Hinrichs, who oversees Ford operations in the Asia Pacific and Africa region, said over lunch at Morton’s in Shanghai last week that to become a volume leader in the world, you’ll have to compete at the lower price points because that’s where the growth is in China. They decided and you can debate the intelligence of that decision not to offer a full range of products. That’s something they’re changing.

Ford Motor Company (NYSE:F)’s new offerings in China are neither cheap enough nor expensive. Ford (F)’s Fiesta subcompact, the lowest-priced of the automaker’s five models, costs 40 percent more than General Motor Co. (GM)’s entry-level Chevrolet Sail.
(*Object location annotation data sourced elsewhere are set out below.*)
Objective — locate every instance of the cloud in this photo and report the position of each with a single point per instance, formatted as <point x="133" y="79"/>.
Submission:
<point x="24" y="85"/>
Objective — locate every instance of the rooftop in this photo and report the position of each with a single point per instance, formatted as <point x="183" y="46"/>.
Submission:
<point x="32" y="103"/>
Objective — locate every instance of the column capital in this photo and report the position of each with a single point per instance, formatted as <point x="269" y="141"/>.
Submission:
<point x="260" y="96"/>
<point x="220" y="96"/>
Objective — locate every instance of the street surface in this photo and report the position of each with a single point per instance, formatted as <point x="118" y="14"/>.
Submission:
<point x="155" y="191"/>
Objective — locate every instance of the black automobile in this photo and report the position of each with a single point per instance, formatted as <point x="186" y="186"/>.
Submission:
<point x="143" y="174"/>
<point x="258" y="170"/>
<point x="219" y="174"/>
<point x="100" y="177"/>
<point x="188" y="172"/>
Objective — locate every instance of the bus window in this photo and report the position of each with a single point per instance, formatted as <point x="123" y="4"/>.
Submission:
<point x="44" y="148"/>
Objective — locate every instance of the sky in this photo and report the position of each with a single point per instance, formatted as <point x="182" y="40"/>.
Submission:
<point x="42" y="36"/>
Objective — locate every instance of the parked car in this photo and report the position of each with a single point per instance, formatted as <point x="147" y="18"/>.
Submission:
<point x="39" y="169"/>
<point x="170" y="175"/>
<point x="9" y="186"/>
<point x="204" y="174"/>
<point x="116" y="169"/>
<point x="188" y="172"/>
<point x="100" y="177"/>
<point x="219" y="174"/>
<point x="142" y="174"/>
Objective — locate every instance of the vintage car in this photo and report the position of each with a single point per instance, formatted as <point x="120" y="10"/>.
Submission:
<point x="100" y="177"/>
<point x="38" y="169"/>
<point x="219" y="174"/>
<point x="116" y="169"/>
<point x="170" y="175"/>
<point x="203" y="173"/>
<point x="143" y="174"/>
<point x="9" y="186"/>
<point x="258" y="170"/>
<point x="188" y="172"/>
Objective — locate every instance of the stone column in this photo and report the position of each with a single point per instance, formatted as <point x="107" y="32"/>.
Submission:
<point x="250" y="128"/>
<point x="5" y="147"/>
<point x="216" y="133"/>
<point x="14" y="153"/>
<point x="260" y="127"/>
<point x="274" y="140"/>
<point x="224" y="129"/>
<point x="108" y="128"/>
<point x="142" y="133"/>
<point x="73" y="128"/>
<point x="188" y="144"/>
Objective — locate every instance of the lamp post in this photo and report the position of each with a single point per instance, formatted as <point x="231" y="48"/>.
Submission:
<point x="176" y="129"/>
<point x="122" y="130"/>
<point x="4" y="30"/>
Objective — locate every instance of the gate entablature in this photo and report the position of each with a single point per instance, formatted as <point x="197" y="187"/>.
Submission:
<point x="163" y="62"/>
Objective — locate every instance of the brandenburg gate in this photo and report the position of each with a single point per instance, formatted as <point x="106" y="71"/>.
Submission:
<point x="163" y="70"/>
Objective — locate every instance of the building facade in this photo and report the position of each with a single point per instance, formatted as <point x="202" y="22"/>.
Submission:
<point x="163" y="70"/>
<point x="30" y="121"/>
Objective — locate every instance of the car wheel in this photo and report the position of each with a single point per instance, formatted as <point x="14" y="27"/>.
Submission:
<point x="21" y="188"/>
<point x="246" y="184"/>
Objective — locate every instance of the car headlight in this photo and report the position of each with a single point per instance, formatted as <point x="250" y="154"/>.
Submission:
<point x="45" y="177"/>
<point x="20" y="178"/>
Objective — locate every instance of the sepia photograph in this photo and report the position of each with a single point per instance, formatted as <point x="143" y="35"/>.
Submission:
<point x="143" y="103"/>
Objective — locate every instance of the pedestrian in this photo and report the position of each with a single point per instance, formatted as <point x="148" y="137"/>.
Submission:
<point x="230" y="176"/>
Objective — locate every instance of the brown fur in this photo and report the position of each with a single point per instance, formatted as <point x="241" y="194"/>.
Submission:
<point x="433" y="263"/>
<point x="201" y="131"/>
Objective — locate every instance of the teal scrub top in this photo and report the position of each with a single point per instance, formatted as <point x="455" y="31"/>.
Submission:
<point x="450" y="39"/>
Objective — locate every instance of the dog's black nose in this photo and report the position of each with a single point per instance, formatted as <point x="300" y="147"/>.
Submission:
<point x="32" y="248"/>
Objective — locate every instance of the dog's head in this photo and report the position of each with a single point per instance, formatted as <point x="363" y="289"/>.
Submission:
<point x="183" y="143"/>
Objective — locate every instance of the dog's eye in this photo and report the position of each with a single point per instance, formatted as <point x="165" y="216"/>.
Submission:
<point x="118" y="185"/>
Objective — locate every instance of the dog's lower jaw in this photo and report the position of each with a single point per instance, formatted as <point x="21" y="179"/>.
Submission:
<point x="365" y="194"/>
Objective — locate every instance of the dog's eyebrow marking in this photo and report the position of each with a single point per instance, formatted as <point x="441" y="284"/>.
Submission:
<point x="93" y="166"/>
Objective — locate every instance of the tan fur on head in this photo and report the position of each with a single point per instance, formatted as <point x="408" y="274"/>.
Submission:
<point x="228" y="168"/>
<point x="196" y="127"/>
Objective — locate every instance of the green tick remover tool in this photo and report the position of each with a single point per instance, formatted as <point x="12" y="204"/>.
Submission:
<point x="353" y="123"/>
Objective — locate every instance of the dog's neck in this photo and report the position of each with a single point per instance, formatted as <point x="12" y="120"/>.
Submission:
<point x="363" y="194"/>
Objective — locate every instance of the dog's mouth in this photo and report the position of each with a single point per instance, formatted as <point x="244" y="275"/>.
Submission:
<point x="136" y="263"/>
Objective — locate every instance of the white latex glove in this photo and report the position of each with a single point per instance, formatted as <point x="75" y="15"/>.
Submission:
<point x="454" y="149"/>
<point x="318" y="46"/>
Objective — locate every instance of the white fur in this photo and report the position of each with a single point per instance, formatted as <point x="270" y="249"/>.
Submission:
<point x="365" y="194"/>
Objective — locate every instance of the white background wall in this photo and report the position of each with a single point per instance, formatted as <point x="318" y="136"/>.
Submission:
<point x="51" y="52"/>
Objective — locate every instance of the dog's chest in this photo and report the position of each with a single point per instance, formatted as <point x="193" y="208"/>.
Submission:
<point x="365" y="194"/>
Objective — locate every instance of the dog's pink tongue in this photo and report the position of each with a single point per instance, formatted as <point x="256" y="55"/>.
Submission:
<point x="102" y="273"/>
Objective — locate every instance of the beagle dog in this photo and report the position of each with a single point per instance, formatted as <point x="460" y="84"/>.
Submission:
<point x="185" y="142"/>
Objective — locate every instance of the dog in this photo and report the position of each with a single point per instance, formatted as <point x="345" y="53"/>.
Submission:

The Volkswagen AG (VOW), Europe’s largest car maker, has a product lineup that starts from the range of 75,800-yuan ($12,000) Jetta to the 2.32 million-yuan Audi R8 sports-car.

Ford Strategy Shift in China

It’s a part of a major strategy shift of the Company’s introducing lower-priced models in China and Asia, which has historically offered products to the higher end of its price segment, said Hinrichs, who was appointed to the Asia job in 2009 by Mulally after a turn in labor affairs, manufacturing and running Ford’s operations in Canada.

In 2010, Ford Motor Company (F) introduced in India the Figo hatchback, a move that helped the car maker to almost triple deliveries in the fiscal year it went on sale. As far as China is concerned, less-developed cities in the country’s inland provinces hold the key to future sales growth, Hinrichs said.

Vehicle sales in China, including buses and trucks, are projected to rise 5 percent to 8 percent this year to 20 million units, according to the China Association of Automobile Manufacturers, even amid a relatively slow economic growth.

To offset the weaker demand in Europe, China will be the most attractive market with the biggest potential, with growth in 2009 and 2010, when deliveries grew 46 percent and 32 percent respectively, Hinrichs said.

Making its footprints strong in China would help Ford to reduce its reliance on U.S. sales, which unexpectedly fell last month, and the blunt European losses projected to exceed $1 billion this year. Other car makers including GM and VW are also pushing into the Chinese hinterland in search of the next phase of growth. Chief Executive Officer Alan Mulally is committing $4.9 billion in spending on new factories and models in Asia to back his target to raise the region’s contribution almost fivefold to a third of global sales by 2020.